ロシアの独立メディアによれば、二人とも過去にSPIEFに参加したことはあるが、講演をしていたのはチホノワだけで、二人とも講演者として登場したのは今回が初めてだ。
そんな中、プーチン大統領が娘たちを通じ個人資産を隠しているという疑惑も提起されている。
今年2月、獄中で死亡したロシアの反政府運動家アレクセイ・ナワリヌイの反汚職団体は、今年1月、長女ボロンツォワが2019年から2022年の間に医療会社の従業員として、1000万ドル(約15.7億円)以上を稼いだと主張した。

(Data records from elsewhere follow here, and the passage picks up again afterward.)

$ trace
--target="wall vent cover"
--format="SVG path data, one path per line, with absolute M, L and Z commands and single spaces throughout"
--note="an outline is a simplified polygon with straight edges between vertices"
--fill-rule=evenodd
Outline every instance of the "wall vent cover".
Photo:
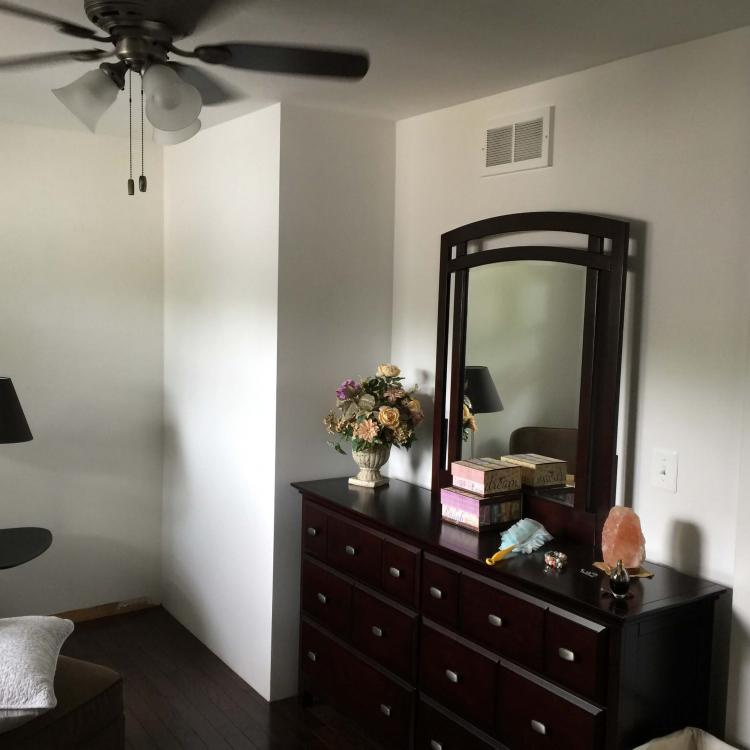
M 552 107 L 490 120 L 482 139 L 482 175 L 550 166 L 551 136 Z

ボロンツォワは、オランダのビジネスマンと結婚し、オランダで330万ドル(約5億1700万円)相当の豪華なマンションに住んでいるとされている。
チホノワもまた、元夫であるロシアの富豪キリル・シャマロフと結婚していた時期には、フランスのリゾート地ビアリッツに8部屋ものヴィラを数百万ドルで購入したとされている。
一方、5日「ブルームバーグ通信」は、今回のSPIEFがクレムリンの高官二世のための「ショーケース」になっていると分析した。
クレムリン出身の政治分析家エヴゲニー・ミンチェンコは、ロシアの権力構造を扱った報告書で、「代表的な政治エリートの王子たちが頭角を現し始めた」と分析した。
米国国際戦略問題研究所(CSIS)のマリア・スネゴヴァヤ上級研究員は、「後継者への段階的な権力移譲が進行中だ」と述べた。